Murrow Reports from London
Edward R. Murrow
CBS London
November 27, 1939
The other afternoon I spent several hours underground studying the central control station of London's air raid precaution system. One man can sit in that room and move ambulances, stretcher parties, gas decontamination squads, and repair parties just as though he had them on the end of a string. The maps covering the walls resemble those in an army headquarters. The whole system is linked to local units by direct telephone, and if the telephones don't work, there are motorcycle dispatch riders standing by to carry messages.
If London is bombed, one could sit in that room, and by reading colored pins and discs on the maps, tell just where bridges have been blown up, where fire engines are needed, where additional ambulances are required, and the position of reserve units which might be needed.
It was quiet down there the other day. The elaborate maps on which one could follow the approach of enemy aircraft were clear. The bright little pins, which mean gas or a railroad destroyed or a serious fire, were sitting in a little box like toy soldiers.
The telephone operators, young girls who might have been college sophomores at home, sat at their instruments knitting or reading. One was reading The Life of Madame Curie. Another, Tolstoy's War and Peace. And the latest detective thrillers were also in evidence.

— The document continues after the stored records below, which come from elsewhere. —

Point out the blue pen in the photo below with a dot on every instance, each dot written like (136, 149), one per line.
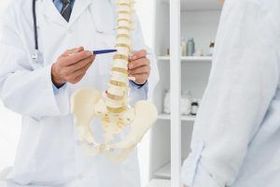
(99, 52)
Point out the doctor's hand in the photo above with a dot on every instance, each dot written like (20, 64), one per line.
(71, 66)
(139, 67)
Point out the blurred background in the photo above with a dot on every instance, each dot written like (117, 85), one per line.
(198, 23)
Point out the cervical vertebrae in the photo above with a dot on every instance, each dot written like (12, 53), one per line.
(112, 107)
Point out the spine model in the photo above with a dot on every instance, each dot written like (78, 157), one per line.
(112, 107)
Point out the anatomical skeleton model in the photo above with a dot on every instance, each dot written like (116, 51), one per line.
(123, 126)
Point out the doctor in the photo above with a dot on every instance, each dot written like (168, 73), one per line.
(40, 91)
(236, 140)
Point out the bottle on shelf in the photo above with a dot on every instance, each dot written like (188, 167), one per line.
(190, 47)
(186, 102)
(194, 107)
(183, 47)
(211, 48)
(166, 103)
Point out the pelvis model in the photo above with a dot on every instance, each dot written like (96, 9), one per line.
(123, 126)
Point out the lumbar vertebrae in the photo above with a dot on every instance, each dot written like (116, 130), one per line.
(112, 107)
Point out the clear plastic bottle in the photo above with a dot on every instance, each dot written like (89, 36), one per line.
(190, 47)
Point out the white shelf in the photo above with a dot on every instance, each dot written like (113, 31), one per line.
(164, 172)
(188, 58)
(199, 5)
(159, 183)
(183, 118)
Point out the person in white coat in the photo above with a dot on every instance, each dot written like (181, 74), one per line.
(48, 153)
(236, 138)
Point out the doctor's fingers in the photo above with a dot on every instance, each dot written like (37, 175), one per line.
(76, 76)
(80, 65)
(74, 50)
(76, 57)
(138, 54)
(140, 70)
(138, 63)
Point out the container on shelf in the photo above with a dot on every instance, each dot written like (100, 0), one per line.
(211, 48)
(183, 47)
(186, 102)
(190, 47)
(166, 103)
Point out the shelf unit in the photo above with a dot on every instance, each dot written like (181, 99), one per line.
(183, 117)
(188, 58)
(171, 135)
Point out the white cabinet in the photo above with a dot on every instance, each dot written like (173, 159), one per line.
(171, 135)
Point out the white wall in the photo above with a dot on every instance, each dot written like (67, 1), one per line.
(9, 124)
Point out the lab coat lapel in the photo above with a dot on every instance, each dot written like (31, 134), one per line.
(79, 7)
(51, 12)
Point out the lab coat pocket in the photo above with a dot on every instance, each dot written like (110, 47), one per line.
(193, 172)
(190, 165)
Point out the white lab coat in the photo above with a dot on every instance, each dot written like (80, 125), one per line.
(48, 153)
(236, 138)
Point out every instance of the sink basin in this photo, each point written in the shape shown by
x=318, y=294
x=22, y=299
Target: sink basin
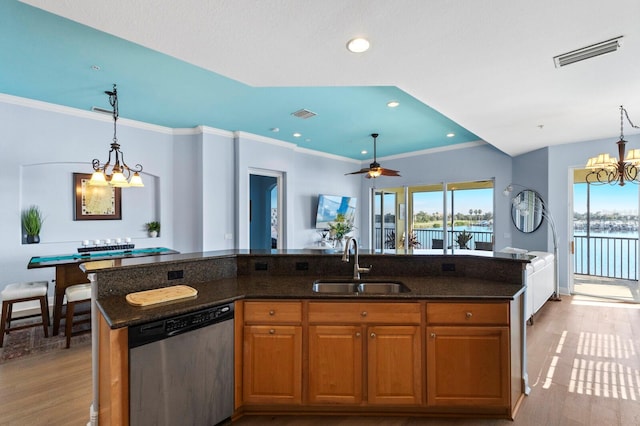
x=382, y=288
x=334, y=287
x=351, y=286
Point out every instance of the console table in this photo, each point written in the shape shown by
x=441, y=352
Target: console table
x=68, y=272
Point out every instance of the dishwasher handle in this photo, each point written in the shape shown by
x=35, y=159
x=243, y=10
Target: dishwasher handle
x=143, y=334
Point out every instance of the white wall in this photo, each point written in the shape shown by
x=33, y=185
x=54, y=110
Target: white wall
x=41, y=146
x=191, y=179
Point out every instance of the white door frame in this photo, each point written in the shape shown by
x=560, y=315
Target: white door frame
x=281, y=212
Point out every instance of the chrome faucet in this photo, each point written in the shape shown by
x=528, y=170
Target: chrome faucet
x=345, y=258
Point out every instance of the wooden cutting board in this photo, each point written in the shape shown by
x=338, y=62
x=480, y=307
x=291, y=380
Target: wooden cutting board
x=161, y=295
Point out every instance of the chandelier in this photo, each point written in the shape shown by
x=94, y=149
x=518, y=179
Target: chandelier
x=118, y=174
x=606, y=169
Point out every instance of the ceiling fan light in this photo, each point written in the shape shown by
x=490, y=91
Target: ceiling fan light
x=375, y=172
x=358, y=45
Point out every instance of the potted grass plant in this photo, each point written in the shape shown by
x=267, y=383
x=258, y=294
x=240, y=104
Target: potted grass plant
x=32, y=224
x=153, y=228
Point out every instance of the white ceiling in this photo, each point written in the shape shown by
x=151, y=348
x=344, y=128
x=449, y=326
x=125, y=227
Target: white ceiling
x=487, y=65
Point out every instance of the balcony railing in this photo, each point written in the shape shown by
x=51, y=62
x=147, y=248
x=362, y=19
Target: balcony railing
x=387, y=238
x=611, y=257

Occasionally they practice a little. The telephone rings, the operator takes down a message, passes it through a slot to the control officer, and in a few minutes time an ambulance brigade or a covey of fire engines go racing through the streets in a remote part of London on a practice trip. The whole scheme seemed to be efficient, and at the same time easy to operate.
The Minister of Food will announce in the House of Commons tomorrow the date for the introduction of rationing in Britain. And it is reported from Oslo that the Norwegian Nobel Committee has reached a decision on its annual peace award. It has decided not to award a Peace Prize for 1939.
I return you now to Columbia in New York.